Brugmansia suaveolens (SOLANACEAE) Angel’s Trumpets

Weeds to Whack

Brugmansia suaveolens is a semi-woody shrub or small tree that gets to 5 m, usually with a many-branched single trunk. Native to south-east Brazil. All parts of this and other angel trumpets are highly toxic. Deaths have occurred. Weed risk high due to toxicity and rampant nature of infestations. Occupies sunny positions. Leaves are generally oval in shape, up to 25 cm (larger in shade). Flowers are remarkably beautiful, sweetly fragrant, about 30 cm long and shaped like trumpets. The corolla has five points that are slightly recurved. The flowers are usually white but may be yellow or pink and are pendulous, hanging almost straight down. Widely grown as an ornamental everywhere. It is hardy and has escaped cultivation and established in residential areas throughout much of South and Central America, Mexico, and even in parts of south-central Florida as well as Australia.

Photo: Robert Whyte

Featured Image – Flowers

The five species of Brugmansia formerly were included in the genus Datura, which now includes only the Angel Trumpets that are annuals or short-lived perennials; herbaceous as opposed to woody; and have erect rather than pendent flowers. This plant is a scourge if it manages to get into any waterway.
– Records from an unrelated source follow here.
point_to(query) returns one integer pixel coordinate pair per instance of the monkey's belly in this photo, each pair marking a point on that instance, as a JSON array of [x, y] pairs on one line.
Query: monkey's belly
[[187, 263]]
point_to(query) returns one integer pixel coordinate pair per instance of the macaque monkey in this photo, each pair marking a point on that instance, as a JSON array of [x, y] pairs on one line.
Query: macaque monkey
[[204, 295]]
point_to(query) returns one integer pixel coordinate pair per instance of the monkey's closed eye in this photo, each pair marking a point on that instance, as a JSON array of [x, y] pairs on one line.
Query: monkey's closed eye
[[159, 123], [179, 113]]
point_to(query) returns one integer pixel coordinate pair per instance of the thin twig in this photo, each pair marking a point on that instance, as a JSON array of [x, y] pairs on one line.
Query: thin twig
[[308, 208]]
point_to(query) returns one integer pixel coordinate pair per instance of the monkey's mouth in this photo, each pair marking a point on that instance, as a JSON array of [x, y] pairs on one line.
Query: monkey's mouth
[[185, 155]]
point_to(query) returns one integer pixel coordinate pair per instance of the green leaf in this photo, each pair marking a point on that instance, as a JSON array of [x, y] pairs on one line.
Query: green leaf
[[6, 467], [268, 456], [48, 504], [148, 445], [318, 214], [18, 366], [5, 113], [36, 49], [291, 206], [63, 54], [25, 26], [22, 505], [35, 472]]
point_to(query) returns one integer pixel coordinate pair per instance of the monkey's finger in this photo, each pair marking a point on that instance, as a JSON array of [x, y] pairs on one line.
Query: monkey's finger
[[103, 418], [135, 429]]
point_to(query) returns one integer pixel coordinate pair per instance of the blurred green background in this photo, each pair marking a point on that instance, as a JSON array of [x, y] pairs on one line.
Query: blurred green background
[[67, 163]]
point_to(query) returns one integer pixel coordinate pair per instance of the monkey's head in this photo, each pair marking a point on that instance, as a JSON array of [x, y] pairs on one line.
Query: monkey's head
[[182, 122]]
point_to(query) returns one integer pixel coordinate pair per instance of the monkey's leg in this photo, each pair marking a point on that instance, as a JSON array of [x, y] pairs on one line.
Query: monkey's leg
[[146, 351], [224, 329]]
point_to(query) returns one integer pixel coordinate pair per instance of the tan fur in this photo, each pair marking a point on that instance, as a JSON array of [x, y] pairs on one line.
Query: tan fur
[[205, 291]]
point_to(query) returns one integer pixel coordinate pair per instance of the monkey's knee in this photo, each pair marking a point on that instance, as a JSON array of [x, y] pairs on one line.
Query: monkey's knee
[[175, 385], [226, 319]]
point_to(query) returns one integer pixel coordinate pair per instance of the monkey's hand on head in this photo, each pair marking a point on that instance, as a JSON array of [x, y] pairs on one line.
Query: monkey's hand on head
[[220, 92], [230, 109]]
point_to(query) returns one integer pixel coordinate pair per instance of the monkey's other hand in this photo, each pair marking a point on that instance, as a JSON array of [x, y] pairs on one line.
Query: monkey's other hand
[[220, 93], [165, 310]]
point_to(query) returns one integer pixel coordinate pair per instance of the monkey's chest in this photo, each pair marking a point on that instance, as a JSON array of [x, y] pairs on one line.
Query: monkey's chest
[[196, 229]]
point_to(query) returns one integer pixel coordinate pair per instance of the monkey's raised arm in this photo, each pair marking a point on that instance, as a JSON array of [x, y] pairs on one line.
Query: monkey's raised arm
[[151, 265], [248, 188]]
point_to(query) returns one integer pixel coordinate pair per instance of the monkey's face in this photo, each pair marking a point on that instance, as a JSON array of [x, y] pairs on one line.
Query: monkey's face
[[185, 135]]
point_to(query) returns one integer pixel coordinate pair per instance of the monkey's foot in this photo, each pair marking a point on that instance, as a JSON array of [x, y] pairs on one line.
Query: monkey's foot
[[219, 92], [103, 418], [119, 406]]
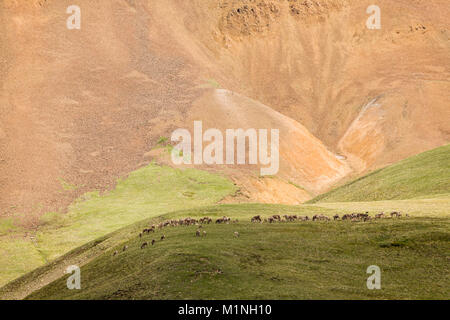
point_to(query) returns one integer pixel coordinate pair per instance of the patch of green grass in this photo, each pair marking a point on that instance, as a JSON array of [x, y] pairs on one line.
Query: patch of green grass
[[301, 260], [423, 175], [147, 192]]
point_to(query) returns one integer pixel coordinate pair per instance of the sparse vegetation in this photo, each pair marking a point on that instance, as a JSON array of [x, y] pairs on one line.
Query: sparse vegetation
[[147, 192]]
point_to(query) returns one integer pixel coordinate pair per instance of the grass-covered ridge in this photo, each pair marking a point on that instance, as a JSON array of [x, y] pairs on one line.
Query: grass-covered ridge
[[423, 175], [147, 192], [300, 260]]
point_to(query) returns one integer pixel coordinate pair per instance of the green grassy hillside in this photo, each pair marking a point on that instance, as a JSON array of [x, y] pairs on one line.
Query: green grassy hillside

It behaves like a true monster willow and takes off and colonises. Roots in the creek bed like huge thick ribbons, metres from the mother plant it then suckers and forms huge creek blocking colonies. It does not seem to form seed but it is brittle and is broken into bits of node cuttings in any flood or high water event and floats downstream to be left in detritus behind rocks etc and there you have the start of a new major colony.